The Albanian Helsinki Committee (AHC) has appreciated and appreciates positively the initiatives that have been undertaken and the legislation that is being implemented in order to guarantee the integrity, empowerment and independence of justice system bodies. However, corruption is not isolated. It is quite widespread. Many cases of corruption have been verified in the health care sector and public administration. The facts of recent times show that in the higher education system too, and even education in general, corruption cases have not been lacking.
Higher education reform as is known was indispensable, but AHC thinks that its results have been accompanied, even in a camouflaged manner, with elements of self-satisfaction, weakening of control and accountability in all kinds of directions, and even a weakening of legal structures for the representation of student groups.
In forums organized by AHC in recent months, with students in Public Universities in Shkodër, Durrës, Elbasan, Vlorë, the Science Institute in Tirana, etc., there have been numerous and very disturbing discussions about the phenomenon of corruption, particularly in terms of ensuring fictive grades. During discussions, it resulted that this phenomenon was not sporadic, but practiced and spread for a long time. Students also raised claims about other corruptive forms, namely inclusion in exams of students who have exhausted the maximal number of absences for registration for exams, as well as cases of abuse by the secretariat and administrative staff to change grades, or obtain documents from the Faculty. Students also shared cases of unethical behavior by professors, such as the mandatory purchase of textbooks and materials prepared by the professors themselves, “ghost” professors who never came to class for the majority of the academic year.

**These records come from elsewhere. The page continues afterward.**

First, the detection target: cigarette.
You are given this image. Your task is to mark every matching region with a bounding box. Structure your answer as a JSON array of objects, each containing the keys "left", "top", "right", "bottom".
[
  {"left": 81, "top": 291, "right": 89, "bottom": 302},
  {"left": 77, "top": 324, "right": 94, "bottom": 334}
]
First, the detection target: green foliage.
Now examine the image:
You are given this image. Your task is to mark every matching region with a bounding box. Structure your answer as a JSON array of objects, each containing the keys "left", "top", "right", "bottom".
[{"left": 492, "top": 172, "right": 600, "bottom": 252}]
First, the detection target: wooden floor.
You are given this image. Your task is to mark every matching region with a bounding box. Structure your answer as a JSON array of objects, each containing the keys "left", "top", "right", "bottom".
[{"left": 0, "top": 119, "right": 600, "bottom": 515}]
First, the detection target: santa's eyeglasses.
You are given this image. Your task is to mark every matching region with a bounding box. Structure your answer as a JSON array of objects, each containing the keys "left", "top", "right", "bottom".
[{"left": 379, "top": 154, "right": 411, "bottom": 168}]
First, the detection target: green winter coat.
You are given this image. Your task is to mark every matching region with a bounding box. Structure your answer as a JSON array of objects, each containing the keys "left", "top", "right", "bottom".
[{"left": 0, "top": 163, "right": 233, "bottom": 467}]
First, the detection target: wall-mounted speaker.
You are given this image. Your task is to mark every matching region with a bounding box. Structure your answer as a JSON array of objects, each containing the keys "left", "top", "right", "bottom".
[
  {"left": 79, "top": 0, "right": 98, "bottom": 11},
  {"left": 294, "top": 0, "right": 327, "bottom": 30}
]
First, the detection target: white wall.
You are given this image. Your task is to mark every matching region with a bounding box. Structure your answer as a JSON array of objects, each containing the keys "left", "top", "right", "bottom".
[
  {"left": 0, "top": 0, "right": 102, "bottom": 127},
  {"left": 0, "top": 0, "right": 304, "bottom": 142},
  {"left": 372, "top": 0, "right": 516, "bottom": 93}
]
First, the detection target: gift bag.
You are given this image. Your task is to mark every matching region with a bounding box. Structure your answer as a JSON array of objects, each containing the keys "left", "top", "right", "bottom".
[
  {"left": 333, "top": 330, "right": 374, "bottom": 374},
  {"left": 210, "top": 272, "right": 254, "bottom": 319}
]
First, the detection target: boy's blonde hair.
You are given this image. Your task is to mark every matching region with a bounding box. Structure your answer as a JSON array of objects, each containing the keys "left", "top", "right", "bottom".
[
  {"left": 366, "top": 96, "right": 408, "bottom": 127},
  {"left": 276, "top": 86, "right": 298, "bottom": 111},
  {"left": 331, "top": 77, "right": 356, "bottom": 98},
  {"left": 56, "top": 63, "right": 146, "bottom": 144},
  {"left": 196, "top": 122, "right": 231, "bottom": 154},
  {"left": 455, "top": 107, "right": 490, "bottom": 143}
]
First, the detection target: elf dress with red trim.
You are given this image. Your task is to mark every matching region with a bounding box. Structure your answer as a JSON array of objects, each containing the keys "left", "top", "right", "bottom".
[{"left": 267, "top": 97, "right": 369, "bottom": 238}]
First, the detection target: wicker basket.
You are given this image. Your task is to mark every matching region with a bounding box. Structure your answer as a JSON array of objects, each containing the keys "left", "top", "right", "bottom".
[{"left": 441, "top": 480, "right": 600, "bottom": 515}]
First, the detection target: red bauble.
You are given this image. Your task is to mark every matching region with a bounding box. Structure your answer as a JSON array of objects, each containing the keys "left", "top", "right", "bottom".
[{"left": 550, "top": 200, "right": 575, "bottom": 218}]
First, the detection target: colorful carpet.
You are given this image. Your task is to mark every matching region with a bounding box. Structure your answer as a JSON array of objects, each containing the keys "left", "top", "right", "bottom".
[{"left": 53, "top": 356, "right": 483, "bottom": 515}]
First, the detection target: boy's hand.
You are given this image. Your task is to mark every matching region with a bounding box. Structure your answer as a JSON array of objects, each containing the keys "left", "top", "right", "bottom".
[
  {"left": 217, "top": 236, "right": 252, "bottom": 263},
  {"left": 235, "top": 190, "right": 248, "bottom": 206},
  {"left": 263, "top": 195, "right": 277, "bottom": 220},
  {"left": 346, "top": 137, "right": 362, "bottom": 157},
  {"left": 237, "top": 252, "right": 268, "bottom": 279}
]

Such discussions indicate an engagement of students themselves to fight and prevent these phenomena. However, their words also displayed a kind of reservation, intimidation or shyness to concretize things. In the opinion of AHC, this fact makes it necessary to further encourage first of all the students themselves to move from generalized criticism to concrete and founded denunciations as that would effectively help prevent such acts and increase the demand for accountability. In this regard, it is worth encouraging the denunciation of corruption by students of the “Aleksandër Xhuvani” University, as a positive model of reaction by youths to this phenomenon. It is the opinion of AHC that it is the duty of competent bodies to verify the responsibility of the prosecuted lecturers or middlemen. In this regard, we suggest a fast, comprehensive, and objective investigation that would enable the discovery of the conditions and circumstances of such offenses. Nevertheless, AHC encourages such positive models of student reaction in other universities of the country as well, where students themselves have concerns or have information on corruptive cases.
It is common knowledge that lecturers should be a reflection of individual correctness and integrity for responsibly educating the new generations. The corrupt should have no place in education institutions. A good grade should be the result of efforts and the diploma should be the fruit of sacrifice of the students themselves and not of bribes given to the lecturer that seeks it or that is sought.
In closing, AHC deems it necessary to suggest to competent education institutions to seriously evaluate this problem in their line of work and, in cooperation with others, address the problem maximally and take appropriate measures to prevent it.